[Mailman-Users] Mailman question

Stephen J. Turnbull stephen at xemacs.org
Thu Jul 22 05:20:37 CEST 2004


>>>>> "C" == C L Etheridge <powercat at verizon.net> writes:

    C> In other words, an e-mail send to a list via Smartlist in the
    C> "TO" field has the name of the list NOT the e-mail address of
    C> the recipient.

Please note that not only do all mailing list servers do this, but
many users _depend_ on it to sort their mail.  You may consider
"mailing list manager" to be a misnomer, if you like, but the
connotation of "one alias, many recipients" is deeply embedded here.

You're almost certainly not looking for a mailing list manager, but
rather mail-merge or customer relationship management (CRM) software.
The FAQ has suggestions for both, IIRC.

Here's how to decide for yourself:

    C> This results in several ISPs dumping the e-mail into the spam bin.

(Refer them to the "Part of the Problem" department....)

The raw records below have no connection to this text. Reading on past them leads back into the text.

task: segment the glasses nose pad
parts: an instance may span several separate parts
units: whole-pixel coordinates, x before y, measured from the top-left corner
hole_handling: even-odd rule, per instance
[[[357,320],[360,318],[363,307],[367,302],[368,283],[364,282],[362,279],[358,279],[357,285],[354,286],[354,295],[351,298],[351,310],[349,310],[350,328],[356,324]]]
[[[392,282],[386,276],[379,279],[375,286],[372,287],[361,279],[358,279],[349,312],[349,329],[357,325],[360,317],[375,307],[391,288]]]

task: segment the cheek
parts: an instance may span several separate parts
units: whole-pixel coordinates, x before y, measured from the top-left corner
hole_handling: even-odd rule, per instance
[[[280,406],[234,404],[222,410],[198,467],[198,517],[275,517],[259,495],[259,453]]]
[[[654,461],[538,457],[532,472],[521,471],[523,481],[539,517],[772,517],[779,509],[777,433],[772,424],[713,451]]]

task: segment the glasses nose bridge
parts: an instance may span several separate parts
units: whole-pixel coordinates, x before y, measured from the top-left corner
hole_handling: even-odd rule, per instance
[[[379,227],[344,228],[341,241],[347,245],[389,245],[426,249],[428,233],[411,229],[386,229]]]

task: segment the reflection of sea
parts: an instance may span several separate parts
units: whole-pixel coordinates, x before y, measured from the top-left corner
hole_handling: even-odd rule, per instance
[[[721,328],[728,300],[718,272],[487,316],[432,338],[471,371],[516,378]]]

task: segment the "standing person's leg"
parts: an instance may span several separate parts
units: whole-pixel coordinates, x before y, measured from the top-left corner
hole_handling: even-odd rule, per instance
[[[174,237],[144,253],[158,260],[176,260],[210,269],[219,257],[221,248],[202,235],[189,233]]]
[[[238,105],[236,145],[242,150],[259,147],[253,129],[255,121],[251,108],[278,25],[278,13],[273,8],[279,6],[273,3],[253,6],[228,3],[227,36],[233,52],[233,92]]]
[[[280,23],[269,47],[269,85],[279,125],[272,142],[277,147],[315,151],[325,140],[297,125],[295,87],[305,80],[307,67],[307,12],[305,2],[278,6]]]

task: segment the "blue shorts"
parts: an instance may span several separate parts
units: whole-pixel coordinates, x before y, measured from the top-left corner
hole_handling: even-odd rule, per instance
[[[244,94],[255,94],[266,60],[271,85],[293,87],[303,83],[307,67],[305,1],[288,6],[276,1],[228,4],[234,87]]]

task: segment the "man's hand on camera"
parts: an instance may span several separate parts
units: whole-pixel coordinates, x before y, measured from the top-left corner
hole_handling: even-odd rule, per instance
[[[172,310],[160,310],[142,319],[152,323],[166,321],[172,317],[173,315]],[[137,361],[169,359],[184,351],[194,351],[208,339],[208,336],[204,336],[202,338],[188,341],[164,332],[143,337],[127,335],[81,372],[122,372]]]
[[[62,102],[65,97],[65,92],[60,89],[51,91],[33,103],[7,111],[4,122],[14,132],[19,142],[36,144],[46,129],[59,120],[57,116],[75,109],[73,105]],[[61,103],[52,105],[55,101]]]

If your application is actually a mailing list in the sense that
Mailman et al are (ie, the recipients are an identifiable social group
and are in some way interacting through it, either by discussion or
announcement of information related to the group), I would write the
affected users individually and ask them to "change" their ISP.  I
would explain that many recipients sort their mail according to this
field, and that future services will benefit from having names for
mailing lists.  "Change" might mean ask the ISP to fix their filters
(which are broken; it only marginally increases the cost to spammers
to send spam messages individually), or to actually subscribe to a
different ISP.

If your application is more or less personalized mass-mailing, eg, to
customers and potential customers who don't care about each other (at
least not in the context of this newsletter), and value your
organization first, you might prefer (CRM) software or mail merge
software.

Another way to think about it:

If you envision the "upgrade path" for your service to involve more
interaction among the subscribers, Mailman (inter alia) is the way to
go.  It will make it easier to create subsidiary channels (both topics
and new lists) and allow the subscribers to manage their own accounts.
The aliases will make it easier for them to make contact with each
other, especially the whole group.  You'll have to deal with the
problem ISPs another way in this case, no matter what.

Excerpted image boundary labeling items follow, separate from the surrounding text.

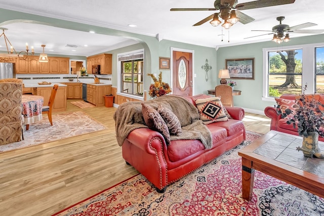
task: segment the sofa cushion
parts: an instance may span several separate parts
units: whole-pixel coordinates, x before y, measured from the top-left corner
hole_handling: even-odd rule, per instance
[[[234,135],[244,129],[244,124],[243,122],[239,120],[235,119],[228,119],[228,120],[226,121],[213,122],[210,124],[209,126],[209,125],[211,126],[217,126],[226,129],[227,132],[227,137]]]
[[[227,132],[224,128],[216,126],[210,128],[208,125],[207,127],[212,134],[212,148],[214,148],[225,142]],[[191,156],[199,151],[202,154],[203,151],[205,150],[205,147],[199,140],[173,140],[168,147],[168,155],[170,161],[176,162]]]
[[[142,114],[145,124],[149,128],[156,131],[163,135],[167,145],[170,143],[170,134],[167,124],[161,115],[151,106],[142,103]]]
[[[200,118],[203,121],[227,121],[228,118],[224,111],[220,98],[214,97],[195,101]]]
[[[285,119],[292,118],[296,113],[296,108],[294,107],[294,105],[296,105],[295,100],[285,99],[283,98],[275,98],[274,99],[277,104],[279,105],[279,108],[281,110],[282,113],[286,113],[286,110],[289,109],[292,111],[289,115],[285,117]]]
[[[157,107],[157,111],[167,124],[171,135],[179,136],[181,134],[182,130],[180,122],[170,109],[162,104],[159,104]]]

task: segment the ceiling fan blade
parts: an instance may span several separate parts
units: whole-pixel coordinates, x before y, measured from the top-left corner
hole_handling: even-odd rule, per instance
[[[221,5],[229,5],[230,7],[231,7],[234,5],[236,0],[221,0]]]
[[[194,24],[193,26],[196,26],[197,25],[200,25],[201,24],[205,23],[205,22],[207,22],[208,21],[211,20],[214,17],[214,14],[213,14],[211,15],[210,15],[210,16],[206,17],[204,19],[203,19],[202,20],[200,20],[200,21],[198,22],[197,23]]]
[[[293,33],[302,33],[302,34],[320,34],[324,32],[324,29],[316,30],[294,30],[292,31]]]
[[[315,26],[317,25],[317,24],[312,23],[311,22],[306,22],[305,23],[301,24],[300,25],[295,25],[295,26],[292,26],[289,27],[289,30],[297,30],[301,28],[305,28],[308,27]]]
[[[251,37],[246,37],[246,38],[243,38],[243,39],[248,39],[248,38],[251,38],[251,37],[259,37],[260,36],[263,36],[263,35],[269,35],[269,34],[272,34],[273,33],[273,32],[269,33],[268,34],[260,34],[260,35],[252,36]]]
[[[288,4],[293,4],[295,0],[259,0],[238,4],[236,5],[235,9],[242,11],[243,10],[254,9],[255,8],[287,5]]]
[[[235,11],[236,17],[239,19],[239,22],[242,24],[247,24],[255,20],[255,19],[250,16],[249,16],[244,13],[239,11]]]
[[[274,31],[270,30],[251,30],[251,31],[271,31],[272,32],[274,32]]]
[[[171,8],[170,11],[216,11],[215,8]]]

If planned and probable improvements involve more and more
personalization, beyond simply individual addressing, then you will
find that Mailman (et al) will be obstacles to implementation.  They
are about serving a self-managing many-to-many network, rather than
explicit management of one-to-many relations.

HTH

-- 
Institute of Policy and Planning Sciences     http://turnbull.sk.tsukuba.ac.jp
University of Tsukuba                    Tennodai 1-1-1 Tsukuba 305-8573 JAPAN
               Ask not how you can "do" free software business;
              ask what your business can "do for" free software.